O secretário de Estado americano, Marco Rubio, anunciou uma campanha agressiva com o objetivo de desmantelar o Tribunal Penal Internacional (TPI), uma instituição ligada à Organização das Nações Unidas (ONU). Segundo Rubio, o TPI e seus aliados estariam engajados em uma "guerra contra o nosso país", utilizando "estatutos, tratados e a força do chamado direito internacional" em vez de confrontos militares diretos. A alegação é de que a Corte representa uma ameaça a todos os aspectos do sistema político e jurídico dos Estados Unidos, com a possibilidade de processar cidadãos americanos, incluindo agentes de fronteira e militares.
Em 2018, a administração Trump já havia contestado uma investigação preliminar sobre supostas torturas cometidas por soldados americanos no Afeganistão. Em um artigo publicado no "Wall Street Journal", Rubio declarou a intenção de "usar todos os instrumentos à disposição do nosso governo e trabalhar com nossos aliados" para alcançar o desmantelamento do tribunal.
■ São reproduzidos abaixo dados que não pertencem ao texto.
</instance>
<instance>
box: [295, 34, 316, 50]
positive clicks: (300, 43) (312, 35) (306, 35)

## Medidas e Jurisdição do TPI
O Departamento de Estado dos EUA detalhou uma série de medidas que serão implementadas como parte da campanha contra o TPI. Entre elas, estão a imposição de sanções contra a Corte e organizações a ela afiliadas, a revogação de vistos para funcionários do tribunal e a intensificação da pressão sobre os países que são membros da instituição. Criado em 2002, o TPI tem como missão investigar e processar crimes de guerra, crimes contra a humanidade e genocídio. Atualmente, 125 países são signatários do tratado que o estabeleceu, incluindo o Brasil. No entanto, potências como Estados Unidos, China, Rússia, Índia, Israel e Irã nunca ratificaram o acordo.
Mesmo sem serem membros, esses países podem ter seus cidadãos investigados pela Corte caso cometam crimes em território de uma nação signatária. A jurisdição do tribunal, contudo, depende da cooperação dos Estados-membros para realizar prisões, visto que o TPI não possui força policial própria. Atualmente, mais de 100 países possuem acordos bilaterais com os Estados Unidos que impedem a extradição de americanos para o tribunal.
## Reações e Perspectivas
Alex Whiting, ex-promotor do TPI, sugere que o ataque repentino ao tribunal pode estar relacionado às recentes ações militares americanas nos últimos seis meses, como operações no Caribe, na Venezuela e no Irã, que foram criticadas sob a ótica do direito internacional. Ele vê a iniciativa americana como uma tentativa de antecipar possíveis investigações.
Por outro lado, Kenneth Roth, professor de Relações Internacionais da Universidade de Princeton, contesta a capacidade do governo americano de desmantelar o tribunal. Roth argumenta que os EUA tentarão exercer pressão, mas que outros países dificilmente abandonarão o TPI apenas por um desejo americano de "cometer crimes de guerra com impunidade". A iniciativa americana levanta debates sobre soberania nacional versus a aplicação do direito internacional e a responsabilização por crimes graves.